This is where Lind’s question comes in. Note that Rothbard freely acknowledges that “liberty has never been fully tried,” at least by the libertarians’ exacting definition. In an essay in Salon, Lind asks:

“If libertarians are correct in claiming that they understand how best to organize a modern society, how is it that not a single country in the world in the early 21st century is organized along libertarian lines?”

In other words, “Why are there no libertarian countries?”

The ideas of the center-left — based on welfare states conjoined with market economies — have been deployed all over the democratic world, most extensively in the social democratic Scandinavian countries. We also have had deadly experiments with communism, a.k.a Marxism-Leninism.
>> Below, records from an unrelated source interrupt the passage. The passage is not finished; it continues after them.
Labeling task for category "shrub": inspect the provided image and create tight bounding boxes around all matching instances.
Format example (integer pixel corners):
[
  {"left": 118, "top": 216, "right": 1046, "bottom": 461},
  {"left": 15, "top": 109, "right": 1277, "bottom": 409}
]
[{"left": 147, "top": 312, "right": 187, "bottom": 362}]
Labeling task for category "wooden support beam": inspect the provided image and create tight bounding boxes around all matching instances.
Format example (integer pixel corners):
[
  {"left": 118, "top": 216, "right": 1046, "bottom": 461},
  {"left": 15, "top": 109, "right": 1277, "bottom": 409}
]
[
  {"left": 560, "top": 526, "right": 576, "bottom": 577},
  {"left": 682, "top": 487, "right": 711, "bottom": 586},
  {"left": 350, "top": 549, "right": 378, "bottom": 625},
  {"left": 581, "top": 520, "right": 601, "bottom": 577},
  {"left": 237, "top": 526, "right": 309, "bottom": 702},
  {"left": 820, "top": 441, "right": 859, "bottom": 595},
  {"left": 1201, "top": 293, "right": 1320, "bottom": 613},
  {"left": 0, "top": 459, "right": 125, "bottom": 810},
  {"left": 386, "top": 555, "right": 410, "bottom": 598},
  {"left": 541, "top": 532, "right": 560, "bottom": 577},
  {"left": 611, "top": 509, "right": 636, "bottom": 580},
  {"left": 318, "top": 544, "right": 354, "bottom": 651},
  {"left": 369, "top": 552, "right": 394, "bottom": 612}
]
From this, Lind asks another question: “If socialism is discredited by the failure of communist regimes in the real world, why isn’t libertarianism discredited by the absence of any libertarian regimes in the real world?”
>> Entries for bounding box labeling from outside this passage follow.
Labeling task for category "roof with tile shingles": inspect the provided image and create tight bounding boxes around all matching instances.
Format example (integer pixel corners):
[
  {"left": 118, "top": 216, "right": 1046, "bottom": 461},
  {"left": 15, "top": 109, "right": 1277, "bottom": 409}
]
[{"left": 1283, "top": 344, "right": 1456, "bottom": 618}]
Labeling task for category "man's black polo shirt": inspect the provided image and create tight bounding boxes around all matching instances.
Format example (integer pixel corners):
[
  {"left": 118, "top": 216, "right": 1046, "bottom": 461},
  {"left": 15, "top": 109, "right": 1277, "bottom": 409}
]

The answer lies in a kind of circular logic: Libertarians can keep holding up their dream of perfection because, as a practical matter, it will never be tried in full. Even many who say they are libertarians reject the idea when it gets too close to home.

The strongest political support for a broad anti-statist libertarianism now comes from the tea party. Yet tea party members, as the polls show, are older than the country as a whole. They say they want to shrink government in a big way but are uneasy about embracing this concept when reducing Social Security and Medicare comes up. Thus do the proposals to cut these programs being pushed by Republicans in Congress exempt the current generation of recipients. There’s no way Republicans are going to attack their own base.

But this inconsistency (or hypocrisy) contains a truth: We had something close to a small-government libertarian utopia in the late 19th century and we decided it didn’t work. We realized that many Americans would never be able to save enough for retirement and, later, that most of them would be unable to afford health insurance when they were old. Smaller government meant that too many people were poor and that monopolies were formed too easily.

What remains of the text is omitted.